Pants are still there! It's the little victories that count.

7. Satisfied with what she can get from this angle, she steps into the abyss...

Like a haunted house, but with more Star Wars toys

8. Meagan sits in the master's chair...

"Sorry, Choco-mog. No raise for you this year!"

9. Uh-oh. It's Ben, stumbling artlessly onto the scene.

Ben's actual quote when he saw this picture: "Ugh. That's bad from a distance, and even worse up close."

10. Now Choco-whatever gets to be the Executive Editor!

"I'm appalled at our lack of Final Fantasy coverage! I'll have to fire Joe..."

11. Still around, Ben is afraid of being implicated in such a lame prank. He looks at the wall to avoid my camera. Good idea, champ. If you can't see me, I probably can't see you!

Where's Ben? Where's Ben? There he is!

12. Meagan did not think this through. Having posed the birdthing near Reiner's door and on both of his chairs, she's totally out of ideas. She looks around frantically trying to find something to do. Then Dan showed up or something?

Dan the Dual-Wielding Wiimoter

13. Um...maybe it should drink some energy drink?

Random stuff lying around is pure comedy gold

14. Here's another well-planned tableau sure to boil Reiner's blood! I can see Reiner now: "My Bowser! It's riding a Chocosomething. Nooooo!"


15. So, after getting a shot of Bowser riding the Eggmog, Meagan basically gives up. She heads to the back room to return the camera to Oh, Well...Tim Turi (now you see why he couldn't hear her cries for help before). She posts her pictures on her blog, then starts gathering up her things.

Meagan actually manages to flick me off with her face this time.

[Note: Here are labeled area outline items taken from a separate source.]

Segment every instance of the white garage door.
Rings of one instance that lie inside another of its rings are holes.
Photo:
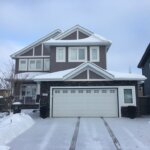
[[[53,117],[117,117],[116,89],[54,89]]]

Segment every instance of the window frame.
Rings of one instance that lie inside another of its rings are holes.
[[[46,61],[49,61],[48,68],[45,67],[46,66],[45,65]],[[44,71],[49,71],[50,70],[50,59],[49,58],[44,58],[44,60],[43,60],[43,70]]]
[[[59,51],[63,51],[63,59],[59,60],[58,53]],[[56,62],[66,62],[66,47],[56,47]]]
[[[21,65],[21,61],[25,61],[25,66]],[[19,59],[19,71],[27,71],[27,59]]]
[[[97,59],[92,58],[92,50],[93,49],[97,50]],[[91,46],[90,47],[90,61],[91,62],[99,62],[100,61],[100,47],[99,46]]]
[[[85,58],[83,60],[79,59],[79,50],[81,48],[84,49],[84,53],[85,53],[85,55],[84,55]],[[71,59],[71,51],[73,49],[77,50],[77,60]],[[68,48],[68,62],[86,62],[86,61],[87,61],[87,47],[69,47]]]
[[[39,68],[39,69],[37,69],[37,61],[38,60],[40,60],[40,62],[41,62],[41,68]],[[31,68],[31,66],[30,66],[30,62],[31,61],[34,61],[35,62],[35,66],[34,66],[34,68]],[[29,61],[28,61],[28,70],[29,71],[42,71],[43,70],[43,59],[29,59]]]
[[[126,96],[125,96],[125,90],[130,90],[131,91],[131,102],[129,102],[127,99],[126,99]],[[123,93],[124,93],[124,103],[125,104],[133,104],[133,91],[132,89],[124,89],[123,90]]]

16. Having just completed a "prank," which was overseen by an overt antagonist (me), Meagan makes a critical error: She goes home. Without her beloved Choco-frog. Once Meagan is gone and safely on her way home, the Choco-mog still has a whole night full of adventure in front of it! Unfortunately, the photo journal must stop here due to the disturbing nature of the content that followed. Not even the Internet could bear it.